While Nat gas can’t catch a bid, it still is going to be one of the world’s most important fuels. The EIA reports that “The mix of fuels used to generate electricity in the United States has changed in response to differences in the relative costs of electricity-generating technologies and their fuels. EIA’s Annual Energy Outlook 2019 (AEO2019) shows that projected generation and capacity is significantly influenced by natural gas prices. In the High Oil and Gas Resource and Technology scenario, a sensitivity case with low natural gas prices, natural gas provides 54% of all U.S. electricity generation by the end of the projection period. In the Low Oil and Gas Resource and Technology scenario, a corresponding sensitivity case with high natural gas prices, the natural gas generation share falls to 21%. On an annual basis, natural gas surpassed coal in 2016 as the fuel most used to generate electricity in the United States. In the AEO2019 Reference case, natural gas remains the leading source of electricity generation through 2050. In 2018, natural gas accounted for 34% of total electricity generation, and EIA projects its share to grow to 40% by 2032 and then remain between 39% and 40% throughout 2050. Electricity generation shares from coal and nuclear gradually decline as coal and nuclear become less cost competitive compared with natural gas and renewables. Renewables generation surpasses nuclear by 2020 and surpasses coal by the mid-2020s as tax credits and lower capital costs drive solar photovoltaic and wind capacity additions. electricity generation from selected fuels.

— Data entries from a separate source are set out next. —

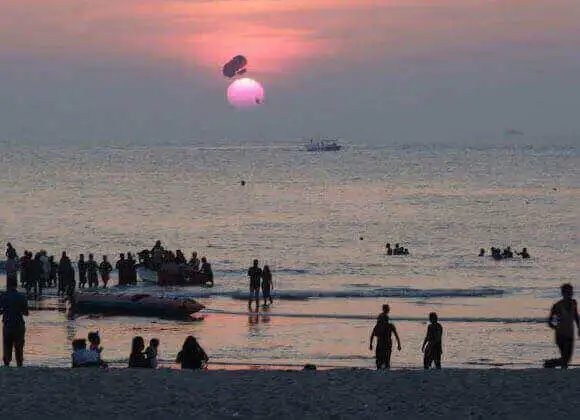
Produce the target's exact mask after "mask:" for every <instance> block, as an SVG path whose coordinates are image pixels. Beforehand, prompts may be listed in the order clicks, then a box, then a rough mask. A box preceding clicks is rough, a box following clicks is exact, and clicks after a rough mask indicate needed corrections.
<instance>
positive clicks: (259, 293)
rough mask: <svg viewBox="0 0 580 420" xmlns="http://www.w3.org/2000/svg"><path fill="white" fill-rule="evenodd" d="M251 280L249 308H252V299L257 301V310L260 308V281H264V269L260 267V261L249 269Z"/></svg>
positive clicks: (250, 286)
mask: <svg viewBox="0 0 580 420" xmlns="http://www.w3.org/2000/svg"><path fill="white" fill-rule="evenodd" d="M248 277H249V278H250V296H249V298H248V308H251V307H252V299H255V300H256V309H258V306H260V280H261V279H262V269H261V268H260V267H259V266H258V260H254V264H253V265H252V266H251V267H250V268H249V269H248Z"/></svg>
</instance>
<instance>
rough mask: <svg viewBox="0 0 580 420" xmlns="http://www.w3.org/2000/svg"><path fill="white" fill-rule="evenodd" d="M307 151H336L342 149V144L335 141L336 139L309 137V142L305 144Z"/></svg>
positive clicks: (315, 151) (335, 151)
mask: <svg viewBox="0 0 580 420" xmlns="http://www.w3.org/2000/svg"><path fill="white" fill-rule="evenodd" d="M305 147H306V151H307V152H338V151H339V150H340V149H342V146H341V145H340V144H338V143H337V142H336V140H334V139H332V140H330V139H326V140H324V139H323V140H317V141H314V139H312V138H311V139H310V142H309V143H308V144H306V146H305Z"/></svg>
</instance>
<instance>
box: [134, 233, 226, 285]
mask: <svg viewBox="0 0 580 420" xmlns="http://www.w3.org/2000/svg"><path fill="white" fill-rule="evenodd" d="M137 256H138V257H139V263H140V264H142V265H144V266H145V267H147V268H149V269H150V270H153V271H157V272H158V273H160V274H161V275H163V276H169V277H171V276H173V277H176V278H177V280H176V281H175V282H179V280H180V279H182V280H183V281H184V282H190V283H197V284H205V285H209V286H213V284H214V276H213V269H212V268H211V264H210V263H209V262H208V261H207V258H206V257H202V258H201V259H199V258H198V256H197V252H193V253H192V254H191V258H190V259H189V261H188V260H187V258H186V257H185V255H184V254H183V251H181V250H180V249H178V250H176V251H175V252H173V251H170V250H167V249H165V248H164V247H163V245H162V244H161V241H157V242H156V243H155V246H154V247H153V248H152V249H151V250H148V249H144V250H142V251H141V252H139V253H138V254H137Z"/></svg>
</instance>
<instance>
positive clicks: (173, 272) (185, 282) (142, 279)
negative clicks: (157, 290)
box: [137, 265, 209, 286]
mask: <svg viewBox="0 0 580 420" xmlns="http://www.w3.org/2000/svg"><path fill="white" fill-rule="evenodd" d="M137 275H138V276H139V278H140V279H141V281H142V282H144V283H150V284H156V285H159V286H205V285H207V284H208V282H209V280H208V278H207V276H206V275H205V274H204V273H200V272H198V271H191V270H189V269H188V267H180V266H177V265H176V266H172V267H168V266H165V267H164V266H162V267H161V268H160V269H159V270H153V269H151V268H149V267H145V266H141V267H137Z"/></svg>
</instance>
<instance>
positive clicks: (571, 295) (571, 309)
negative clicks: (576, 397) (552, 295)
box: [544, 283, 580, 369]
mask: <svg viewBox="0 0 580 420" xmlns="http://www.w3.org/2000/svg"><path fill="white" fill-rule="evenodd" d="M560 290H561V292H562V299H561V300H559V301H558V302H556V303H555V304H554V306H552V309H551V311H550V318H549V319H548V325H549V326H550V328H552V329H553V330H555V331H556V345H557V346H558V349H559V350H560V356H561V357H559V358H558V359H550V360H546V361H545V362H544V367H549V368H552V367H556V366H561V367H562V369H567V368H568V364H569V363H570V359H572V352H573V351H574V335H575V332H574V323H576V327H577V329H578V334H579V335H580V318H579V317H578V303H576V299H573V298H572V297H573V296H574V288H573V287H572V285H571V284H570V283H566V284H563V285H562V286H561V287H560Z"/></svg>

“The natural gas share of U.S. electricity generation largely depends on natural gas prices. Relatively low natural gas prices lead to higher utilization of existing plants and to more natural gas power plant construction. The price of natural gas delivered to electric power plants averaged $3.42 per million British thermal units (Btu) in 2018, and in the AEO2019 Reference case, EIA projects that it will average (in real dollar terms) $5.36 per million Btu in 2050. In the Low Oil and Gas Resource and Technology case, higher extraction costs and lower resource availability result in less natural gas production, and the natural gas price for power plants increases to $8.62 per million Btu in 2050. Conversely, in the High Oil and Gas Resource and Technology case, which has the opposite assumptions for resource extraction costs and availability, EIA projects that natural gas prices will remain well below $4.00 per million Btu through 2050.
Because of lower natural gas prices, the share of natural gas-fired generation in the High Oil and Gas Resource and Technology case is considerably higher than in the Reference case, displacing renewables, coal-fired, and nuclear-powered generation. Natural gas-fired plants exceed renewables as the leading source of new capacity additions, and more existing coal-fired and nuclear-powered generation capacity is retired. Nuclear-powered electricity generation is lower in the High Oil and Gas Resource and Technology case because almost half of the current nuclear power plant fleet retires by 2050.”